Las azafatas entran con el carrito y pasan de largo. No soy la única. Solo unos pocos son bendecidos con el privilegio de la bandeja cargada con café, cruasanes, pan tostado y algo parecido a la tortilla de patatas. Esto último me cuesta distinguirlo desde mi asiento cuando dirijo la mirada hacia la pareja sentada a mi derecha. Son un par curioso. Ella debe rondar los ochenta y él, a pesar de la alopecia, más o menos la mitad. Ella es elegante de esa manera en la que lo son las mujeres acostumbradas ser cuidadas y atendidas. Va maquillada discretamente. Sus labios apenas se manchan al masticar los diminutos bocados que da al pan migado en el café con leche (¿hay algo más igualitario que el pan migado?). Él intenta ser elegante. Lo veo en su forma de elevar el meñique, pero no se puede ser distinguido si desayunas con Coca-Cola. Imposible. Tampoco si eres tú quien recoge la bandeja de tu compañera de asiento y pones todos los desperdicios en tu mesa para dejar libre la suya.
Se hablan con confianza y cariño mientras eligen unas zapatillas deportivas él en un catálogo virtual. Él quiere unas que brillan y tienen un diseño geométrico y chillón; ella intenta convencerle de que su color de piel combina mejor con los colores neutros y lisos. No lo consigue y cuando regresa el carrito pide opinión a las azafatas. Opinión y otra Coca-Cola. Al final, saca la tarjeta y compra las que quería.
Continúan su conversación repasando las fotos de la familia del hombre. La anciana elogia la belleza de su sobrino y da cuenta de lo mucho que ha crecido en el último año. Pareciera que viviera a través de esa familia. No la veo hablar de la suya, solo bostezar. Gesto ante el que él se apresura a sacar un cojín de terciopelo rojo, ayudándola a acomodarse para empezar su siesta.
Mirarles me enternece. Observar descaradamente como hago a un hombre enorme de acento caribeño cuidar a una refinada señora mayor me ha enfrentado a mis propios prejuicios, ¿por qué no iban a quererse y a cuidarse mutuamente? Al fin y al cabo, a pesar de su evidente y desigual historia de partida, ellos sí tienen derecho al desayuno. Yo no. Yo viajo sola.
Sobre este blog
Hay quien tiene que aprender a vivir con los pies demasiado grandes o la nariz exageradamente puntiaguda o unos ojos minúsculamente dibujados en su rostro. Yo hace años que acepté mi patológica propensión a espiar a la gente, a meterme en sus conversaciones, a observarla, a escuchar atenta la sabiduría de la calle.
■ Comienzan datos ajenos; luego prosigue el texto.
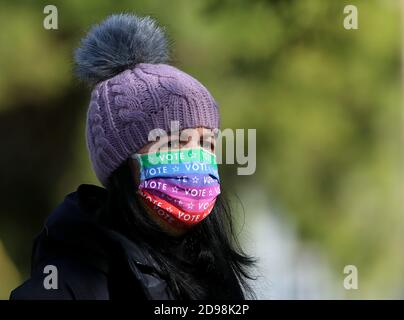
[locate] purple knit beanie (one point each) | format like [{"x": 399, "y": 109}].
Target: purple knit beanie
[{"x": 135, "y": 91}]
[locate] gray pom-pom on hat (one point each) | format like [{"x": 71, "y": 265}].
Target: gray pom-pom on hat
[
  {"x": 135, "y": 91},
  {"x": 119, "y": 43}
]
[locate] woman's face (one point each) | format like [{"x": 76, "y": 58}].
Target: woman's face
[{"x": 187, "y": 138}]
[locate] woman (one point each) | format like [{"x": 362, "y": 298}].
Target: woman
[{"x": 160, "y": 229}]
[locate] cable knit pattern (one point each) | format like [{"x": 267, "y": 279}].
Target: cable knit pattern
[{"x": 125, "y": 108}]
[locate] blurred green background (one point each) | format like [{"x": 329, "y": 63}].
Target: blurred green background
[{"x": 326, "y": 103}]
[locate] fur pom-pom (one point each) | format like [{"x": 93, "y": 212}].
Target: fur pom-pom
[{"x": 119, "y": 43}]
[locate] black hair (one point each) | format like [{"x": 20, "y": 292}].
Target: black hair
[{"x": 213, "y": 265}]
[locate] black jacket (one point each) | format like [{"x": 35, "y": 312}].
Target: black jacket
[{"x": 92, "y": 262}]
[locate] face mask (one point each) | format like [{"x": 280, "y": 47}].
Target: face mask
[{"x": 181, "y": 186}]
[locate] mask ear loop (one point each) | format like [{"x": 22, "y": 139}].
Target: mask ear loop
[{"x": 136, "y": 156}]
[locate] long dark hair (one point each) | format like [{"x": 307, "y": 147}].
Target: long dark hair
[{"x": 213, "y": 264}]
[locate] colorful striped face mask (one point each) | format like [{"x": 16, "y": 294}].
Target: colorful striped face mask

Al principio ocultaba mi defecto de la misma forma que mi vecino del tercero usa zapatos de vestir que disimulen su talla 48 de pie; o mi seño Doña Matilde usaba gafas de aumento para hacer crecer su mirada. Llegué incluso a crear un seudónimo bajo el que esconderme. Me hice llamar Mujer Cero. Con la edad, claro, he aprendido a disfrutar de esta tara que arrastro desde la infancia. En Cordópolis he salido del armario y he decidido profesionalizar mi propensión al espionaje, convirtiéndome en la Agente Lázaro, una cotilla en la city. Si nos cruzamos por la calle, disimulen, les estaré observando.